Friends, they’re here! Your new favorite fall dessert has arrived. After the success of our Apple Butter Cheesecake Bars and Strawberry Cheesecake Bars, we knew what we had to do: Pumpkin Cheesecake Bars! All the best parts of creamy cheesecake and sweet and spicy pumpkin pie combine in a glorious, decadent, and surprisingly easy dessert. Not only that, but they’re gluten-free and plant-based too!

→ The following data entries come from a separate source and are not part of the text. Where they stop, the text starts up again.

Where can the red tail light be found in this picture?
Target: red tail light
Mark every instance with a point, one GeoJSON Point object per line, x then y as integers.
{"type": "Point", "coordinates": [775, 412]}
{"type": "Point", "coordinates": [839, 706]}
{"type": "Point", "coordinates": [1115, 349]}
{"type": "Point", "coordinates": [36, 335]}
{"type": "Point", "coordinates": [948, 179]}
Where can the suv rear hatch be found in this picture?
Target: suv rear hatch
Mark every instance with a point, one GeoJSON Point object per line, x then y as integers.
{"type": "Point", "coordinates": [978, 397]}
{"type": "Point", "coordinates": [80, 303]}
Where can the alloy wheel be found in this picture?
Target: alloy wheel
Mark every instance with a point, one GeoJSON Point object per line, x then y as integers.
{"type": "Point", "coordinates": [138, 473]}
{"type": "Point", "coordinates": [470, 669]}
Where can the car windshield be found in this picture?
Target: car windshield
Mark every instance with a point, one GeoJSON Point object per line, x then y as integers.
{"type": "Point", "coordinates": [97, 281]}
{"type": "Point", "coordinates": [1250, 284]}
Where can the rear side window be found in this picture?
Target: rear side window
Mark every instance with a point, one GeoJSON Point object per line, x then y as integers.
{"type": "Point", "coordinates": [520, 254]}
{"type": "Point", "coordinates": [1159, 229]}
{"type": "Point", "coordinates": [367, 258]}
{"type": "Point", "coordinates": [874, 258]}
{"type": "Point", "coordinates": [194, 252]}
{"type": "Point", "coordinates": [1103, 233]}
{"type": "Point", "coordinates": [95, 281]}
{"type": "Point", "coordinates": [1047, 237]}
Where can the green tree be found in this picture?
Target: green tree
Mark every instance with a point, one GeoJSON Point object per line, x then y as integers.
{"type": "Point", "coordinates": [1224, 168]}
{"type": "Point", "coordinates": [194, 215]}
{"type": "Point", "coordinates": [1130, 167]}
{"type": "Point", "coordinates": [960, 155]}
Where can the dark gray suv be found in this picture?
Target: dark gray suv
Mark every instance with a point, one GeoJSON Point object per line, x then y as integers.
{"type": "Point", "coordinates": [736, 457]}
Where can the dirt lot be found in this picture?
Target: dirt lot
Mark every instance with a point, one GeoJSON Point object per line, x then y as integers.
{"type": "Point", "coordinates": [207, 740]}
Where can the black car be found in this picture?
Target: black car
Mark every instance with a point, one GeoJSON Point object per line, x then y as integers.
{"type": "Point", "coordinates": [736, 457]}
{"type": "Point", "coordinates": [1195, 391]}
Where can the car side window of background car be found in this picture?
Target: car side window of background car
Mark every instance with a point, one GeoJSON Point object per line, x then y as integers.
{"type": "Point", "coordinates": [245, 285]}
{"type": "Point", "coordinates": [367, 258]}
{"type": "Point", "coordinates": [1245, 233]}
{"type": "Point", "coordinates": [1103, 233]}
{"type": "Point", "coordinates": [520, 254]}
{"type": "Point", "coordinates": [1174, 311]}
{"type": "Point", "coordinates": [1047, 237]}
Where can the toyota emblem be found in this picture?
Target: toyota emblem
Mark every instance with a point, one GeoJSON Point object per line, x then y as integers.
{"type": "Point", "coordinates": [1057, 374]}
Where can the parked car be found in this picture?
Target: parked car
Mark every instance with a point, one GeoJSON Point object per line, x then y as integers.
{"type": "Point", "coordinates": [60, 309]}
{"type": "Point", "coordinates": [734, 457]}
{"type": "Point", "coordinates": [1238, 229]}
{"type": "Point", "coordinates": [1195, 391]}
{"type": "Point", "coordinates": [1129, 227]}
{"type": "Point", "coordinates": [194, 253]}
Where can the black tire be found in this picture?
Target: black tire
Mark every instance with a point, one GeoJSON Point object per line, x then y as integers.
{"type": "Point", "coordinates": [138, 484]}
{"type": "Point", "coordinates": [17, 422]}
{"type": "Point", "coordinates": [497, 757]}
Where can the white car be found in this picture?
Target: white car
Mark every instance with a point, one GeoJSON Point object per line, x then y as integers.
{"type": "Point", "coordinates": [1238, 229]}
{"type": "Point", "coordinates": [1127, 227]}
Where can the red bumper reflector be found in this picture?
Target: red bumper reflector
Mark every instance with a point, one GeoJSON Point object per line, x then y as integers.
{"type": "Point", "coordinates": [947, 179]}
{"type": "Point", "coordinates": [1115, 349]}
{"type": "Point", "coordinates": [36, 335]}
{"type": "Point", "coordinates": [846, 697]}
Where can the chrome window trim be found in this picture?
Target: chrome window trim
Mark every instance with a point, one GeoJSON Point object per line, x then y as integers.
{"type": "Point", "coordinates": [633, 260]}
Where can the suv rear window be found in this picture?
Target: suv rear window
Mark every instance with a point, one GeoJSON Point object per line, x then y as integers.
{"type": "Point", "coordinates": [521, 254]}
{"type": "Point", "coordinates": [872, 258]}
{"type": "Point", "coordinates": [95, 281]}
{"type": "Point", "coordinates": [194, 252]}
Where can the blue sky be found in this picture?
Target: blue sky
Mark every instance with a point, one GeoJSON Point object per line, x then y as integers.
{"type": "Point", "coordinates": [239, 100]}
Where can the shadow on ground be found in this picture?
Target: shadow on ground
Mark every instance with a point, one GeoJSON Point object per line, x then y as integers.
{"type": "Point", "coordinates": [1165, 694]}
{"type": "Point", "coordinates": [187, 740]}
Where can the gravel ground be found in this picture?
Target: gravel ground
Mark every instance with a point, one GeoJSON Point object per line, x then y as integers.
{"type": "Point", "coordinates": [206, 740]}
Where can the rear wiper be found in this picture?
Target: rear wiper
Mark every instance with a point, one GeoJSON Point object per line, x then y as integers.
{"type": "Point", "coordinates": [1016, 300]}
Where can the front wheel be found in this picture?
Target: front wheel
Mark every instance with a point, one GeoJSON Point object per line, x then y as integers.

Whether you’re making them for the holiday table or whipping up a batch for yourself when the pumpkin spice craving strikes, we’re sure you’ll love them! With simple ingredients and just 1 blender required, let’s make pumpkin cheesecake!
How to Make Pumpkin Cheesecake Bars
These pumpkin cheesecake bars start with a simple 6-ingredient oat-almond crust that tastes much like a graham cracker crust! Oats and almonds blend with salt, coconut sugar, and pumpkin pie spice for a naturally sweetened and wholesome base with major fall vibes.
The dough comes together with the help of coconut oil, which ensures it’s the perfect texture for pressing into a pan. Our favorite hack for preventing a crumbly crust is to pack it using a drinking glass over parchment paper. Then it’s ready to go in the oven to par-bake before adding the filling!
While the crust is baking, we transition to the pumpkin swirl filling. In the same (rinsed out) blender* you used for making the crust, cashews blend with coconut cream and vegan cream cheese for a rich and creamy filling with the same classic tanginess of real cheesecake! Maple syrup provides sweetness, arrowroot or cornstarch thickens it, and salt and (optional) vanilla infuse even more flavor!
*Note: Using a high-speed blender is a game-changer for creamy smoothies, sauces, desserts, and more! Find our blender recommendations in our unbiased blender review. Or for a lower cost option, a Nutribullet also does a great job of getting cashews creamy!
Pumpkin purée and pumpkin pie spice bring the pumpkin pie element, with more of them going into part of the filling to create two colors that get swirled together using a toothpick or knife.
After baking, all that’s left to do is let it cool in the fridge where the gorgeous swirls will emerge in full force. Then slice into bars and enjoy!
We hope you LOVE these pumpkin cheesecake bars! They’re:
& Perfect for fall!
They’re the perfect make-ahead dessert for Thanksgiving, fall birthdays, or any time the pumpkin or cheesecake craving strikes!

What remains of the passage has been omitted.